The issues are related to the fact that it has a lot of dependencies, so it needs to download tons of packages to function. And if one of those packages gets an update, it might result in glmmTMB not working with that partiuclar version. Finally, it usually requires you to have a fairly recent version of R, and constantly updating R can be a pain and unnecessary most of the time
Which distribution/model should I pick?
There is not an easy and straightforward answer to this question (sorry!). A potential answer is… any model that is “good enough”. I know I would definitely not pick the poisson glm (or the quasi-poisson one), and if I had my pick, I would probably go with a Hurdle binomial model in this case. However, I will tell you how NOT TO pick a model. You should not explore all “viable” models and go with the one that has the most interesting results or the one that is more publishable! So… how do we choose one?
I like to use a method to choose one. I also like to define the method “a priori” in order to not introduce my bias when selecting a model.
In this case, you will use AICc and make an AIC table and use that to choose the best model. BUT BE AWARE! This result does not tell us is the model is good. It only tells us if it’s the best of the bunch (they could all be terrible, and you would still get a “best of the bunch” model). In other words: “The AIC comparisons only tell us which of our models is “best”, but they do not tell us if any of the models are actually any good” (Fieberg. Statistic for Ecologists. https://fw8051statistics4ecologists.netlify.app/).
We should do a a thing caled GOODNESS OF FIT which will tell us if our model is good. In next week’s lab you will do a goodness of fit test for this dataset (and your best model) and will also do model validation. You will also do that for the beaches mixed effects model example that we ran in class.

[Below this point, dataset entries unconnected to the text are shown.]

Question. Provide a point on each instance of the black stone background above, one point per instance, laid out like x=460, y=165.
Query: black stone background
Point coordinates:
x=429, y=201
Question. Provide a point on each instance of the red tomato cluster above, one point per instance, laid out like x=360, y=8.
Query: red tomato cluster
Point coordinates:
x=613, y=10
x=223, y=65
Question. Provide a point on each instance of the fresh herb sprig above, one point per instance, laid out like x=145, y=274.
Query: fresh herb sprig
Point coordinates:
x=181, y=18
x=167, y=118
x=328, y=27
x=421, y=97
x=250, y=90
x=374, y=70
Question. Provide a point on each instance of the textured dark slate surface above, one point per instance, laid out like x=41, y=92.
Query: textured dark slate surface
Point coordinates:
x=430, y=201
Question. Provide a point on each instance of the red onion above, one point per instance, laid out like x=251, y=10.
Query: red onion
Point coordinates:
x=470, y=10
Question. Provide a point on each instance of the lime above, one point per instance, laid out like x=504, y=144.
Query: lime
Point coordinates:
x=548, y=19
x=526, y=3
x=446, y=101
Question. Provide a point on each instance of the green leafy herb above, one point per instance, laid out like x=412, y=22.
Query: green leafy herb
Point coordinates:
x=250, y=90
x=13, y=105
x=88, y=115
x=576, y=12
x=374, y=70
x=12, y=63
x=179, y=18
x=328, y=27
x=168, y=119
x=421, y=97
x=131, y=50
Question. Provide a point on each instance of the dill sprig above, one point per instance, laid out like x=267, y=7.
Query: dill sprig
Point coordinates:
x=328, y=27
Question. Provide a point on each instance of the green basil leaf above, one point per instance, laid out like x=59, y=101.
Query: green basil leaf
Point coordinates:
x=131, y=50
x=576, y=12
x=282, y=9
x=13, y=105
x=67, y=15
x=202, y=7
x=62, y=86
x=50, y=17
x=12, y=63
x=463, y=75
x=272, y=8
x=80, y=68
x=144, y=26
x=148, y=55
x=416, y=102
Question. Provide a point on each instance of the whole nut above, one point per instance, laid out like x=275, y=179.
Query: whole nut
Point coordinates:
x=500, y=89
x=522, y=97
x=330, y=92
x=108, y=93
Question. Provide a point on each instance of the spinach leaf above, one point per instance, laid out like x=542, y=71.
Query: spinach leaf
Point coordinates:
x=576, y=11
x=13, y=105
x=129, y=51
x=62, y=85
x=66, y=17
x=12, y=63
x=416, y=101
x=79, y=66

Meanwhile, we will only choose an AICc model, and assume it is good (FYI… most published papers rarely have goodness of fit tests, and oftentimes just run a single model with an assumed distribution).
Using the AICcmodavg package estimate AICc and \(\Delta AICc\) for all of the models you ran (except quasipoisson) and publish a table.
Be aware! AICcmodavg won’t allow you to use the aictab
function on models that were obtained using different functions (glm
, glm.nb
, hurdle
, zeroinf
). So, I recommend you use AICcmodavg::AICc
to estimate the AICc for each model, and then construct your own AIC table. Your table should include a column for k, which is the number of parameters (or coefficients). You can use the summary(model)
function in order to count the parameters (or run aictab
for a single model if you want the package to count them for you).
If you use modelname$coefficients
to count the number of parameters you may be undercounting, as \(log\theta\) is essentially a coefficient in the negative binomial distribution.
Final question: Explore and interpret the results using the best model.